It's meant to bridge the gap between the company's mid-range A-series smartphones and the more premium Galaxy S20 line. (In a conversation with journalists, Samsung referred to this phone as "connective tissue," which doesn't have the same ring that "Fan Edition" has.) It's meant to counterbalance the optics of Samsung releasing a bevy of really expensive phones during a time of profound uncertainty. More than anything, though, it's meant to sell — and fast.

Samsung Galaxy S20 Fan Edition

See, Samsung has had a tougher time weathering 2020 than some of its rivals, which has resulted in some troubling year-over-year declines in global smartphone sales. That reversal of fortune was enough for Huawei to finally overtake the Korean electronics titan as the world's biggest smartphone vendor earlier this year, and to make matters worse, a recent report from research firm Omdia (via 9to5Google) suggests the sub-$500 Galaxy A51 was the only Samsung device to crack the global top 10 list of best-selling smartphones for the first half of 2020. In fact, if Omdia's figures are solid, Apple's iPhone 11 has been the big smartphone winner by far this year. Is it any wonder, then, that Samsung is releasing a colorful new smartphone with a flagship processor that happens to cost as much as the iPhone 11?

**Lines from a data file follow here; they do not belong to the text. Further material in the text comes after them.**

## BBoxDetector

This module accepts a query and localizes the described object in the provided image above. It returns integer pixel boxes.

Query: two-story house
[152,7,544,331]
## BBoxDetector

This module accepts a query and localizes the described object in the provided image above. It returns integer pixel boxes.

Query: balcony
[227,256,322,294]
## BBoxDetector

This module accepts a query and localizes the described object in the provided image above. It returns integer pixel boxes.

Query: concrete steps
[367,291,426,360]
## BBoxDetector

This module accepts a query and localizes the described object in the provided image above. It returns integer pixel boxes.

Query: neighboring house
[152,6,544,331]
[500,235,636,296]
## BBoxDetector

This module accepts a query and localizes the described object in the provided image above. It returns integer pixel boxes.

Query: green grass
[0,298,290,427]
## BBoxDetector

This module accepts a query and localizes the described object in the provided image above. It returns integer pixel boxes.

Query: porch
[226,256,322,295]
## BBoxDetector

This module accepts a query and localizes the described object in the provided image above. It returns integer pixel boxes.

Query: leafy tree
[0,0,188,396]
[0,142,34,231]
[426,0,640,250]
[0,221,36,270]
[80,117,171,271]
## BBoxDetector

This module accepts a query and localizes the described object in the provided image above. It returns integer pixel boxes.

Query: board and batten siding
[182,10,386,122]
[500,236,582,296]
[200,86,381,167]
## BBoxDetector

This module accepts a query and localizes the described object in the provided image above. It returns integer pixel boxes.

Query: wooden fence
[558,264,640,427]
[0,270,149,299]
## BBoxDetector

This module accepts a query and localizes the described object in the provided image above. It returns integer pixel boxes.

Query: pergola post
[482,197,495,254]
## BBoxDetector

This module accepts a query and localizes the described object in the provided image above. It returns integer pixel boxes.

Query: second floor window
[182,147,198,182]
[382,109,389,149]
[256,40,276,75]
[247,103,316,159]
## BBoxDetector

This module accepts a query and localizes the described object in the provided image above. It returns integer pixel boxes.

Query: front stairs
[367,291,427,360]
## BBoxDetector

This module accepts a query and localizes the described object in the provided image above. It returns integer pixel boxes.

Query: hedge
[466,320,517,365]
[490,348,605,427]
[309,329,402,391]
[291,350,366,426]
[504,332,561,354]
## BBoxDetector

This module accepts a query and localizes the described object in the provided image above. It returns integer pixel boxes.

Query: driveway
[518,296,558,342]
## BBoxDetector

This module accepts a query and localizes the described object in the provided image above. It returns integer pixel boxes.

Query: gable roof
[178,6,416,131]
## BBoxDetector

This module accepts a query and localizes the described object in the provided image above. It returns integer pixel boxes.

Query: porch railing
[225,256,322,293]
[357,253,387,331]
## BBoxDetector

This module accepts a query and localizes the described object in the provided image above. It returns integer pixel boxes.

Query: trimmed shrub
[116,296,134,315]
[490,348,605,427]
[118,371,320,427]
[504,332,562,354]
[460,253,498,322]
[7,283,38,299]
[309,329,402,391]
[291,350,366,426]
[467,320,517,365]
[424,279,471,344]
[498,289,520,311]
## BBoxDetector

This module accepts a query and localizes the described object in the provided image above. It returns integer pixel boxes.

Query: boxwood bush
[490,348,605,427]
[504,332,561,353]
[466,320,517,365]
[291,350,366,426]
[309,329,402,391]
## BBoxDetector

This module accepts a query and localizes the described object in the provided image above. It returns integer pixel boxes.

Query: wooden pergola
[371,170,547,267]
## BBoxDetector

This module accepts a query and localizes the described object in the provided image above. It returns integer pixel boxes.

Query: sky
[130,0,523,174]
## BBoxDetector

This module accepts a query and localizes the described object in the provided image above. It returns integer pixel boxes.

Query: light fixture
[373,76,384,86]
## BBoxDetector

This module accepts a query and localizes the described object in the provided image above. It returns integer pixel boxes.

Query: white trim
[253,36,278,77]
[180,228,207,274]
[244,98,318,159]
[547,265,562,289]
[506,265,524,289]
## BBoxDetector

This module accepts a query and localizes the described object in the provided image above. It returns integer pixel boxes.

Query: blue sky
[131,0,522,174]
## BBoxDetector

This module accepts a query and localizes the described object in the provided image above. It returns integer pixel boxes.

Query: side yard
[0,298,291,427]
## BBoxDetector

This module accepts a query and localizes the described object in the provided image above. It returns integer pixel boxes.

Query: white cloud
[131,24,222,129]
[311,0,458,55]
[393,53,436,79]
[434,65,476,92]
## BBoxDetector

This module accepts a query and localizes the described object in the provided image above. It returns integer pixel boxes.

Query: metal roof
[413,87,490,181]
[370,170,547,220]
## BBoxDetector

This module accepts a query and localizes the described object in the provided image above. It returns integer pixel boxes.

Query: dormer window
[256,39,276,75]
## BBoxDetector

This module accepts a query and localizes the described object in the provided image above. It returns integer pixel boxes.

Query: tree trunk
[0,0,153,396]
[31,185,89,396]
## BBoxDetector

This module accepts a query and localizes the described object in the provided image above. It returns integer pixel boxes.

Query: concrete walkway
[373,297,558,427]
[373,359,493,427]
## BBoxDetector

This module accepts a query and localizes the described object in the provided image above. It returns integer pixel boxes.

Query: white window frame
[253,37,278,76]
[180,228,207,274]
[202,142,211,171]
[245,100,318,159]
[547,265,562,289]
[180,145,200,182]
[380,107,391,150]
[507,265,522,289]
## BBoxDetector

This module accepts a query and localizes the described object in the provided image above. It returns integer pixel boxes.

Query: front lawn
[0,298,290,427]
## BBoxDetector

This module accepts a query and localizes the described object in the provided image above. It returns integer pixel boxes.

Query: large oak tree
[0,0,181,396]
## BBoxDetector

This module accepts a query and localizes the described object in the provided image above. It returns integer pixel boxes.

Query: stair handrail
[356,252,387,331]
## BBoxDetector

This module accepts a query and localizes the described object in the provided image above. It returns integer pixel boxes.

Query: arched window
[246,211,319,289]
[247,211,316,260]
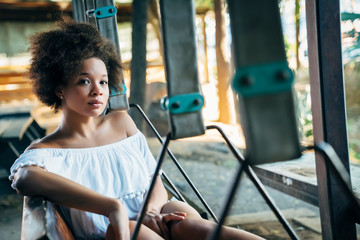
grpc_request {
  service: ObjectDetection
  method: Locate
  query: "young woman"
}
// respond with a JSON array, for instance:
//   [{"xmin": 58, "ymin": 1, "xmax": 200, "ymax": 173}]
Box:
[{"xmin": 10, "ymin": 21, "xmax": 258, "ymax": 239}]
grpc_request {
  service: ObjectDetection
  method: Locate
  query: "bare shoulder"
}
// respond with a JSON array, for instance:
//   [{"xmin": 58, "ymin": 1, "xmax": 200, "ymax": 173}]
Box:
[
  {"xmin": 26, "ymin": 134, "xmax": 59, "ymax": 150},
  {"xmin": 108, "ymin": 111, "xmax": 137, "ymax": 136}
]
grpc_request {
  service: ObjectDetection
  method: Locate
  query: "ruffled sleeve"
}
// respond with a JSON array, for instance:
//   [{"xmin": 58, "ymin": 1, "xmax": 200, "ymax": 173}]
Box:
[{"xmin": 9, "ymin": 149, "xmax": 46, "ymax": 189}]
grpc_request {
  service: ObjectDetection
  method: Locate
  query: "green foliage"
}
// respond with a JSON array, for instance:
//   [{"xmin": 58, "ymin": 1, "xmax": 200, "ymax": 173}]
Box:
[{"xmin": 341, "ymin": 12, "xmax": 360, "ymax": 62}]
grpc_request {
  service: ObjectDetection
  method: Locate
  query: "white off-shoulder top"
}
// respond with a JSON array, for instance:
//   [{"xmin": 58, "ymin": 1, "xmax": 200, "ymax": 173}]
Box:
[{"xmin": 9, "ymin": 131, "xmax": 156, "ymax": 239}]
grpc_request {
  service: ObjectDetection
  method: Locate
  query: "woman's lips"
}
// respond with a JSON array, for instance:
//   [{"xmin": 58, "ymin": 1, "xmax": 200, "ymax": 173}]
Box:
[{"xmin": 88, "ymin": 100, "xmax": 103, "ymax": 108}]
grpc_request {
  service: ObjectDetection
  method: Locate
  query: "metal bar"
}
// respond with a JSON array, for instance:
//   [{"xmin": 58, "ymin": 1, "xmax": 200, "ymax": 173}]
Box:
[
  {"xmin": 71, "ymin": 0, "xmax": 86, "ymax": 22},
  {"xmin": 306, "ymin": 0, "xmax": 356, "ymax": 240},
  {"xmin": 94, "ymin": 0, "xmax": 129, "ymax": 111},
  {"xmin": 131, "ymin": 133, "xmax": 171, "ymax": 240},
  {"xmin": 209, "ymin": 160, "xmax": 247, "ymax": 240},
  {"xmin": 130, "ymin": 103, "xmax": 219, "ymax": 223},
  {"xmin": 207, "ymin": 125, "xmax": 299, "ymax": 239},
  {"xmin": 252, "ymin": 166, "xmax": 319, "ymax": 207},
  {"xmin": 161, "ymin": 172, "xmax": 187, "ymax": 203},
  {"xmin": 228, "ymin": 0, "xmax": 301, "ymax": 165},
  {"xmin": 314, "ymin": 142, "xmax": 360, "ymax": 221},
  {"xmin": 245, "ymin": 166, "xmax": 300, "ymax": 239},
  {"xmin": 160, "ymin": 0, "xmax": 205, "ymax": 139}
]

Of course, it won't be long until the landscape shifts and Samsung's 5G-friendly S20 Fan Edition has to go up against the 5G-friendly iPhone 12. Maybe the FE puts up a great fight; maybe it flounders because people won't know which of Samsung's many, many phones to buy. Either way, it seems like Samsung may have built one of the best all-around Android phones for the price, so do yourself a favor if you're mulling an upgrade: Wait until we test this thing first.